This is a quick introduction to using Scala with Google Cloud Dataproc
I found some of the dataproc documentation about using Scala is out of sync so this contains a recommended approach to get things working.
There is no need to install the Scala binaries. A scala project can be boot strapped with just sbt:
On a mac sbt can be installed with:
brew install sbt
On linux follow these instructions
This repo contains a sample Scala project. If you want to create a new Scala project from scratch the easiest way is with the sbt template resolver.
sbt new scala/scala-seed.g8
An even easier approach is to use IntelliJ IDEA with the Scala plugin.
sbt package
This builds on the dataproc getting started guide
I believe the easiest and latest way to start Cloud Dataproc with Jupyter and Zeppelin is with Components This approach seems to work much better than initialization actions.
- Setup Environment Variables by setting the Google Cloud Storage name, the GCP Project name and a unique name for the data proc cluster:
export BUCKET_NAME= ...
export PROJECT=...
export CLUSTER=...
- Create a Google Cloud Storage bucket:
gsutil mb -c regional -l us-central1 gs://$BUCKET_NAME
gsutil ls
gsutil ls -r gs://$BUCKET_NAME
- Create a cloud dataproc cluster.
This starts a cloud dataproc cluster with a couple of changes:
-
I found a cloud dataproc cluster with a master node of n1-standard-2 works best because it has more memory to run the spark shell and various notebooks.
-
The network is tagged so we can create a firewall rule to allow access to the web notebooks.
-
Add the additional components of Jupyter and Zeppelin
-
Run the latest image - see this page for the latest and greatest
gcloud dataproc clusters create ${CLUSTER} --bucket ${BUCKET_NAME} --subnet default --zone us-central1-a --master-machine-type n1-standard-2 --master-boot-disk-size 50 --num-workers 2 --worker-machine-type n1-standard-1 --worker-boot-disk-size 50 --image-version 1.4.0-RC12-deb9 --scopes 'https://www.googleapis.com/auth/cloud-platform' --optional-components=ZEPPELIN,ANACONDA,JUPYTER --tags hadoopaccess --project ${PROJECT}
- Create a firewall rule to allow local access. First find your IP at: http://ip4.me/ then create a rule using:
export MY_IP=
gcloud compute --project=${PROJECT} firewall-rules create allow-hadoop2 --direction=INGRESS --priority=1000 --network=default --action=ALLOW --rules=tcp:9870,tcp:8088,tcp:8080 --source-ranges=${MY_IP}/32 --target-tags=hadoopaccess
This can also be managed in the console under VPC network -> Firewall rules
- Find your external IP for web notebooks:
In the list of instances the master node hosts the web notebooks. Look for the instance with a -m
and get the external IP:
gcloud compute instances list
- Browse to Zeppelin at EXTERNAL_IP:8080
Test out Zeppelin by going to the Zeppelin Tutorial -> Basic Features (Spark).

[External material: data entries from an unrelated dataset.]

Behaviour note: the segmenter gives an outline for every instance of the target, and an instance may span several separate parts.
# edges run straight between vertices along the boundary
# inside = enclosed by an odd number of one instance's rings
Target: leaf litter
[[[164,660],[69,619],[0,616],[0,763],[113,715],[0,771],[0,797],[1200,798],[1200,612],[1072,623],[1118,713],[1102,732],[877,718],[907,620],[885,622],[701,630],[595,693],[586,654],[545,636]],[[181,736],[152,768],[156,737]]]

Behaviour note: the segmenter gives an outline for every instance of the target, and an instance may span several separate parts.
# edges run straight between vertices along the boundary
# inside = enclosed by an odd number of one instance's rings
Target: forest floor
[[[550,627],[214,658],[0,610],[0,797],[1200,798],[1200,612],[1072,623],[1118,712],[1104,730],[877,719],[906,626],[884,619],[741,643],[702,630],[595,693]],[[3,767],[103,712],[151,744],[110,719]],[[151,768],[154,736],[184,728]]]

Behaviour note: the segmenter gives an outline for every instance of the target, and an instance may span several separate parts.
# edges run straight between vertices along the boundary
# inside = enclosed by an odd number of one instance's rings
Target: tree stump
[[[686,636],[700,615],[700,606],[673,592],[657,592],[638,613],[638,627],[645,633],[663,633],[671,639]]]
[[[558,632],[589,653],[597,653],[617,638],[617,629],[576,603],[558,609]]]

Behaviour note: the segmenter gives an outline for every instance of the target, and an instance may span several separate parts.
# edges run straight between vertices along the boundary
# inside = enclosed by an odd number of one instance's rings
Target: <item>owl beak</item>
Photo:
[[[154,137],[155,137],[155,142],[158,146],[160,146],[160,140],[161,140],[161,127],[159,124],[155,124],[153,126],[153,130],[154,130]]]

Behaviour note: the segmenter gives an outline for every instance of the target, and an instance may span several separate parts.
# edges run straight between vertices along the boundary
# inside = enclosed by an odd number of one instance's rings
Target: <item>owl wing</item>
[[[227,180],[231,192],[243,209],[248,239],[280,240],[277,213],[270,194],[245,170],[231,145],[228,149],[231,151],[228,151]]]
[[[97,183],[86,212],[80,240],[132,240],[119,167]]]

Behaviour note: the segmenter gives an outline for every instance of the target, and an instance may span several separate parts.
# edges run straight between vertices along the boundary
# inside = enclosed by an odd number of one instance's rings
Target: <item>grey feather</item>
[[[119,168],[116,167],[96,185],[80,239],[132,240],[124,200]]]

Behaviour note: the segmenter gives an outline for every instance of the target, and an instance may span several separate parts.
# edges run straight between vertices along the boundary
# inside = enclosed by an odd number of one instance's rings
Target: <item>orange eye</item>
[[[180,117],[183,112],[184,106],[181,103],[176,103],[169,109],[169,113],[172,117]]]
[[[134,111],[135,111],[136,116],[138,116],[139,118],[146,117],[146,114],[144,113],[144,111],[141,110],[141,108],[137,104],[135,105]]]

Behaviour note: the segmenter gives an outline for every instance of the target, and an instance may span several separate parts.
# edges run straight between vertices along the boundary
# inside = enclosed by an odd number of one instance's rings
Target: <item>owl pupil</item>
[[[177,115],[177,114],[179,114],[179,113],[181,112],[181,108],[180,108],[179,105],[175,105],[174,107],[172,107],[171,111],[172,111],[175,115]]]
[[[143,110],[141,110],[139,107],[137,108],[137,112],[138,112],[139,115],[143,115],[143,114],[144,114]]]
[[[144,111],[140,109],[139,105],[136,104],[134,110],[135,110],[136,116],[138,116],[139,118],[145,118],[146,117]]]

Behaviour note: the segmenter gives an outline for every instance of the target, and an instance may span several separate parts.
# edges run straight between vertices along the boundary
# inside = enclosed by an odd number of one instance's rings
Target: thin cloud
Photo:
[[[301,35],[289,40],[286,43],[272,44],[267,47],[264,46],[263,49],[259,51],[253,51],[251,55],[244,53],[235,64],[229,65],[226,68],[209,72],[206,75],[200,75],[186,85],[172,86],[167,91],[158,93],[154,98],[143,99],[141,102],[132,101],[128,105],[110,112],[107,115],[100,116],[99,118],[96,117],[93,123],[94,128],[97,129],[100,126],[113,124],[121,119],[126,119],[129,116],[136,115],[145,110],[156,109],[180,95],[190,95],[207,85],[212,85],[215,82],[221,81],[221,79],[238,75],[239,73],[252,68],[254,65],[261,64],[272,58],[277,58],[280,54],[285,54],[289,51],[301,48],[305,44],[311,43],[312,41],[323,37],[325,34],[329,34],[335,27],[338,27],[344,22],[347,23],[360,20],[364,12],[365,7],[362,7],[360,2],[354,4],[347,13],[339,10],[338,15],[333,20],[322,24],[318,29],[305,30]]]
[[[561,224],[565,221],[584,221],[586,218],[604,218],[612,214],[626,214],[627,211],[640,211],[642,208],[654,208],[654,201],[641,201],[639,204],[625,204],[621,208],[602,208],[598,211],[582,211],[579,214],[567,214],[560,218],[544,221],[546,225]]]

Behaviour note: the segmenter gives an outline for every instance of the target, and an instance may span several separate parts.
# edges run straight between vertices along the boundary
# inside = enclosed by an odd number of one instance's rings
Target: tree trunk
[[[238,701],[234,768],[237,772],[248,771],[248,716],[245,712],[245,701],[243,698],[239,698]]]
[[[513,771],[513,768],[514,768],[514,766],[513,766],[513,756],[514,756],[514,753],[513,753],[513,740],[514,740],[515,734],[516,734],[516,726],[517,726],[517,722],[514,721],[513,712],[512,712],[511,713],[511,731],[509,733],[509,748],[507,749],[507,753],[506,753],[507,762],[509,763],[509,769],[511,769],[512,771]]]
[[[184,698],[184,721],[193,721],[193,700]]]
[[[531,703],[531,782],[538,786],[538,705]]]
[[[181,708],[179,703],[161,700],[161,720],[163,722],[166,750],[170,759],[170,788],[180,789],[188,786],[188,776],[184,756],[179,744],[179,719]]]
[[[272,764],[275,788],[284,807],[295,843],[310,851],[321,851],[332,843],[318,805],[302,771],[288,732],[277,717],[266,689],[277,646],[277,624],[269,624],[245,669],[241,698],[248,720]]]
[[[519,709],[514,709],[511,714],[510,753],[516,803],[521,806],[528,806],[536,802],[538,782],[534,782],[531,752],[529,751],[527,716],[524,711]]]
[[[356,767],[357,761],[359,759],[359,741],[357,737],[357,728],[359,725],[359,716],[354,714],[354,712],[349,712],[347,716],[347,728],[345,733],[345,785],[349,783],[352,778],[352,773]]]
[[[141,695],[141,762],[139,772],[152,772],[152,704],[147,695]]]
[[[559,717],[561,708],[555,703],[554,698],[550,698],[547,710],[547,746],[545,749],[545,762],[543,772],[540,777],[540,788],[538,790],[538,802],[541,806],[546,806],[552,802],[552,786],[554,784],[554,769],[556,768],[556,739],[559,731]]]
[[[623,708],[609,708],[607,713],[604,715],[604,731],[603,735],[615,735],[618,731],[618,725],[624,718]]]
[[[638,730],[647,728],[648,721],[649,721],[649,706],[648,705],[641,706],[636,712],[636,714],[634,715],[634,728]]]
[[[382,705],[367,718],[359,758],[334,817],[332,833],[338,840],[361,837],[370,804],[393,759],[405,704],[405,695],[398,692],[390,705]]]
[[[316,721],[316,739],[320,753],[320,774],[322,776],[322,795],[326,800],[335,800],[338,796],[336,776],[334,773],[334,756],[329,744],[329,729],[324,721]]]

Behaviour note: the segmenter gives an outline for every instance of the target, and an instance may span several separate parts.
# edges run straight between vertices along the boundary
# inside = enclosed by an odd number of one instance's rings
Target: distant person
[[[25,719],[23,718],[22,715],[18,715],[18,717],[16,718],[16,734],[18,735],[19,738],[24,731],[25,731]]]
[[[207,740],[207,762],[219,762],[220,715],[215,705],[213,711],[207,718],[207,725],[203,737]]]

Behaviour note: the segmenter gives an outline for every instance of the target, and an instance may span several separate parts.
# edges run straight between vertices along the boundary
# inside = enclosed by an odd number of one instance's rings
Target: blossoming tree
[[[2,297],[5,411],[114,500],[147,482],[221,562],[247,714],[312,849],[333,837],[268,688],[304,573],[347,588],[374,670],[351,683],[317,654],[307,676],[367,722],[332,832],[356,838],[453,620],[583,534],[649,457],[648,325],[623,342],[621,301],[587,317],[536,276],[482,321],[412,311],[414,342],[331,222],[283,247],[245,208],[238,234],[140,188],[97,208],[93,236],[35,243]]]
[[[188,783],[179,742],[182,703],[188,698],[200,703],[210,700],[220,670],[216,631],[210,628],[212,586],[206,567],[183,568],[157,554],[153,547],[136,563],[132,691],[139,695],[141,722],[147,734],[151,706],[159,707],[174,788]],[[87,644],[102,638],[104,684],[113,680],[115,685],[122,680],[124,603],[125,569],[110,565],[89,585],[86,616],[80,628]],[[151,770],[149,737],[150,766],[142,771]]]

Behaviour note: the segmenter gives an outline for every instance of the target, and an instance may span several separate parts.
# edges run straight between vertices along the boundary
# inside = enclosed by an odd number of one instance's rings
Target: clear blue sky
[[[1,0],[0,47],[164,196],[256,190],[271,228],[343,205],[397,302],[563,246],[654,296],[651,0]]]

In that notebook DO NOT be tempted to click on the Interpreter bindings. Blue means they are enabled and everything breaks if the wrong ones get disabled.
Leave the Interpreter bindings alone and just click save. The click run for the whole notebook.
Once you have Zeppelin running let's create a new notebook that interacts with Google Cloud Storage.
- Copy all-shakespeare.txt into your bucket. At the command line run:
gsutil cp data/all-shakespeare.txt \
gs://${BUCKET_NAME}/input/all-shakespeare.txt
- Create a new Zeppelin notebook and add the following:
Be sure to replace your bucket name below:
val lines = sc.textFile("gs://[BUCKET_NAME]/input/")
- Count the words in the notebook:
val words = lines.map(line => line.toLowerCase).flatMap(line => line.split("""\W+"""))
val wordCounts = words.collect {case (word) if (!word.isEmpty && (word.length > 2)) => (word.trim, 1) }.reduceByKey((n1,n2) => n1+n2)
val sortedWordCounts = wordCounts.sortBy( { case (word, count) => count}, false)
- Create a data frame from the RDD:
case class WordCount(word: String, count: Integer)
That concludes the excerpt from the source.